Blazing
the Tiger Trail
“. . . I am as certain as
that the sun shines in the East come morning, that a rehabilitated (and
forgiven) Tiger Woods is infinitely a more valuable asset to humanity than a
fallen, disgraced, and damaged colossus of much more than just golf.”
The
concluding paragraph of chapter 27 (pp.299 ff) of the cited opus, the above
excerpts was also cited in an earlier
post
on this site. It behooves revisiting on
the occasion of the 77th Masters Tournament. Firstly because Augusta was the first major
tournament he won. And secondly, because
it is the major tournament he has not
won for the longest time.
Thanks
to a spectacular final round of 63 at the Valero Texas Open, Martin Laird of Scotland
broke the streak of Americans winning 2013 PGA-Tour tournaments at fourteen
straight.
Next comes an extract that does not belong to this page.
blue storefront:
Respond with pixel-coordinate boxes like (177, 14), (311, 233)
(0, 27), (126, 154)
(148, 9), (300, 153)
Arguably, the 14-trounament
winning streak represented a quasi-resurgence of the prowess of American golf
spearheaded by Tiger Woods himself. He
is the only multiple winner this season and his resurgence has been built on
restructuring and strengthening the foundations of his game.
Based
on the pattern established so far this year, I prognosticate that Tiger is
going to tie Sam Snead’s record at the British Open
in Muirfield on July21.
He goes on to surpass Snead’s 82 wins and tie Jack Nicklaus’ 18 majors
in Rochester, NY’s Oak
Hill Country Club on August 11. This follows from the simple, and admittedly fantastic,
reckoning that Tiger is going to defend all three titles he won in 2012 and win
all four majors in 2013.
Indeed,
it is a tall order. But I was not the
one who ordered it. Tiger himself
designed his unprecedented race with history.
He will finish off the season with two more wins to capture his third
FedEx Cup. These are the Deutsche
Bank Championship at the TPC Boston on September 2 and the Tour
Championship by CocaCola at East Lake on September 22.
This
history making ways will persist through the off season. Regardless of his schedule in 2014 he will go
on to break Jack’s 18 major wins at the 78th Masters. He shall have garnered 19 major victories and
establish himself as the only player to have defended the Masters Trophy twice.
Being
mere figments of my fertile imagination, none of these may come to pass. But if it does, and there is no compelling
reason that it should not, just remember that you heard it here first. And I don’t even have a crystal ball.